6.2. Het standpunt van de verdediging
De raadsman heeft bepleit dat verdachte vrijgesproken dient te worden van het onder 1 en 2 primair ten laste gelegde. In het geval de rechtbank wel tot een bewezenverklaring komt van deze feiten heeft de raadsman er op gewezen dat het laatste contact met justitie dateert uit 2007, dat de uiteindelijke schade voor de benadeelde winkels nihil is geweest, dat
dhr. [aangever 1] schadeloos wordt gesteld en medeverdachte [medeverdachte 1] zich bij de politierechter dient te verantwoorden. Een gevangenisstraf zoals door de officier van justitie is geëist is volgens de raadsman dan ook veel te gortig.

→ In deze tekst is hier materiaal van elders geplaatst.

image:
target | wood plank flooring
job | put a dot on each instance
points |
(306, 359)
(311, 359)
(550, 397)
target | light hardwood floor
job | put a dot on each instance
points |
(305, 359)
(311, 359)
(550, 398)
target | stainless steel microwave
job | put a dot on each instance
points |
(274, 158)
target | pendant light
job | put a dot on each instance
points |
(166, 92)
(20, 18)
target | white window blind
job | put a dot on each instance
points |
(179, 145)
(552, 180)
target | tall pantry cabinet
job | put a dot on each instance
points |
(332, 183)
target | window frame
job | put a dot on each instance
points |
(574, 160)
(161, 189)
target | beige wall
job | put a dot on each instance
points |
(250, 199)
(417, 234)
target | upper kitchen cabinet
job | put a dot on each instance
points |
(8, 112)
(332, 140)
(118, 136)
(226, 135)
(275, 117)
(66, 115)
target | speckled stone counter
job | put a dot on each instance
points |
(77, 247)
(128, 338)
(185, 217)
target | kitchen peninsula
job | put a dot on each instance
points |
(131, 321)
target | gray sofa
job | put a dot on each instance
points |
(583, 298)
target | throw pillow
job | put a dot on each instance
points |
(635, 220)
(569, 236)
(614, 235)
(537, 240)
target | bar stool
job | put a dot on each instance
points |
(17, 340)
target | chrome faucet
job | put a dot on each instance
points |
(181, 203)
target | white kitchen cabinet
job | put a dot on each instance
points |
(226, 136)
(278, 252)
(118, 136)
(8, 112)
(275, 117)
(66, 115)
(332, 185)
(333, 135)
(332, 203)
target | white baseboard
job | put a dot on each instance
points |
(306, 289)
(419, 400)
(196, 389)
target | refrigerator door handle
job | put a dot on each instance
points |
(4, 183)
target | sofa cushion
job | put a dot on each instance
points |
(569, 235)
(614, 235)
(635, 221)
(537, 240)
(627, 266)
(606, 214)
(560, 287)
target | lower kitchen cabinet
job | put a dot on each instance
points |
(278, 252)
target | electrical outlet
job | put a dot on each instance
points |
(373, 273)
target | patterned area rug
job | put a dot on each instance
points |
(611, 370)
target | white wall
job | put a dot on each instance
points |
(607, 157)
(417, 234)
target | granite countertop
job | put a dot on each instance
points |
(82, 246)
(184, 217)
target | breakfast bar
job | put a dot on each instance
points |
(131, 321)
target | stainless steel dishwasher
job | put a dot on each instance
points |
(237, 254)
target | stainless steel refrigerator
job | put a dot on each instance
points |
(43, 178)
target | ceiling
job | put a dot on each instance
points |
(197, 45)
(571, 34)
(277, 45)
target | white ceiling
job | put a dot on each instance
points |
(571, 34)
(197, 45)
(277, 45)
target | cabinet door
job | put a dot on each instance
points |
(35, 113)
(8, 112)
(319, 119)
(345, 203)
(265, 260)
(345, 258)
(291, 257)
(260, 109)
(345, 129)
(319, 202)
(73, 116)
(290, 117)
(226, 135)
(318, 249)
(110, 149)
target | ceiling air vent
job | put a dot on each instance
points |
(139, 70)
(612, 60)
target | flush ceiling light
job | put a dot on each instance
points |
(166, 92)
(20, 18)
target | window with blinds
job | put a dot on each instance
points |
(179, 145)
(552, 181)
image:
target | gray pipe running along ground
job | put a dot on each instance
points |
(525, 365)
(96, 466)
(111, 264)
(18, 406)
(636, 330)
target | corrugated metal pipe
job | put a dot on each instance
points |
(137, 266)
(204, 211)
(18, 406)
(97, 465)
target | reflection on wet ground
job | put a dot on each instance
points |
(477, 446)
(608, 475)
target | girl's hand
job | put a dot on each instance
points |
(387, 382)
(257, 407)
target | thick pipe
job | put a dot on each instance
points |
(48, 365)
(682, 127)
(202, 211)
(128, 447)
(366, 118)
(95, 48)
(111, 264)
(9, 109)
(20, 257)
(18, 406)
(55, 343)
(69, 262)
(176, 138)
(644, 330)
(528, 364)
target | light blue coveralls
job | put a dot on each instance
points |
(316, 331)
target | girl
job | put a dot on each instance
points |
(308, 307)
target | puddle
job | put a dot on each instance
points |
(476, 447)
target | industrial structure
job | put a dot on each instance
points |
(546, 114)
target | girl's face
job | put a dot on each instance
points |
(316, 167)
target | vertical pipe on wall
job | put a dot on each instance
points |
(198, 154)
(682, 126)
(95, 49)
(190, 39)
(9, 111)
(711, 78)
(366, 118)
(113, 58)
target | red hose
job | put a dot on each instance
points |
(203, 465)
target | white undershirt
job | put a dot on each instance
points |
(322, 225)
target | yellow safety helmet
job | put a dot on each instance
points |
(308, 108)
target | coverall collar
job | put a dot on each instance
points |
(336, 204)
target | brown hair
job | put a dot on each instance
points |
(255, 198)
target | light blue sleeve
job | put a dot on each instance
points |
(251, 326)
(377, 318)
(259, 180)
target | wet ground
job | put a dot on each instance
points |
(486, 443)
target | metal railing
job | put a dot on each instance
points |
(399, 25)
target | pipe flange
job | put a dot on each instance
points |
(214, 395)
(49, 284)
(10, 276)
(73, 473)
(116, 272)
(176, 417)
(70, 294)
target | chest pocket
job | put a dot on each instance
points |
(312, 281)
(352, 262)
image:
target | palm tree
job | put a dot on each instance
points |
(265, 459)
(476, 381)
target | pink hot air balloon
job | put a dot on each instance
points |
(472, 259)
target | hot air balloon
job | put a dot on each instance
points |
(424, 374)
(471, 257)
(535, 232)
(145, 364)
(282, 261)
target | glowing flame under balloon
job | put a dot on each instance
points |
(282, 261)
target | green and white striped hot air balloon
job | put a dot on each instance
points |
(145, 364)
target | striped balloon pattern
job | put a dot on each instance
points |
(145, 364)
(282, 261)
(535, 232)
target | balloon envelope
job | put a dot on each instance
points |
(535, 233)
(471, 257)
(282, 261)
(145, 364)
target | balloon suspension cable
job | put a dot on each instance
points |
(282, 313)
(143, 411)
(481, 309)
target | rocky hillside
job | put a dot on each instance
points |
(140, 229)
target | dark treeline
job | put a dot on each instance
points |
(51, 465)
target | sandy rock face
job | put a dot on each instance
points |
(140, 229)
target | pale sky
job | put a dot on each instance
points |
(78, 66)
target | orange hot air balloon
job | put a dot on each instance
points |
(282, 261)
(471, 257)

De raadsman heeft verzocht een gevangenisstraf op te leggen voor de duur gelijk aan het voorarrest en deze straf eventueel aan te vullen met een voorwaardelijke gevangenisstraf of een werkstraf.
6.3. Het oordeel van de rechtbank
Bij het bepalen van de op te leggen straf heeft de rechtbank rekening gehouden met de ernst van de feiten, de omstandigheden waaronder deze zijn begaan en de persoon van de verdachte.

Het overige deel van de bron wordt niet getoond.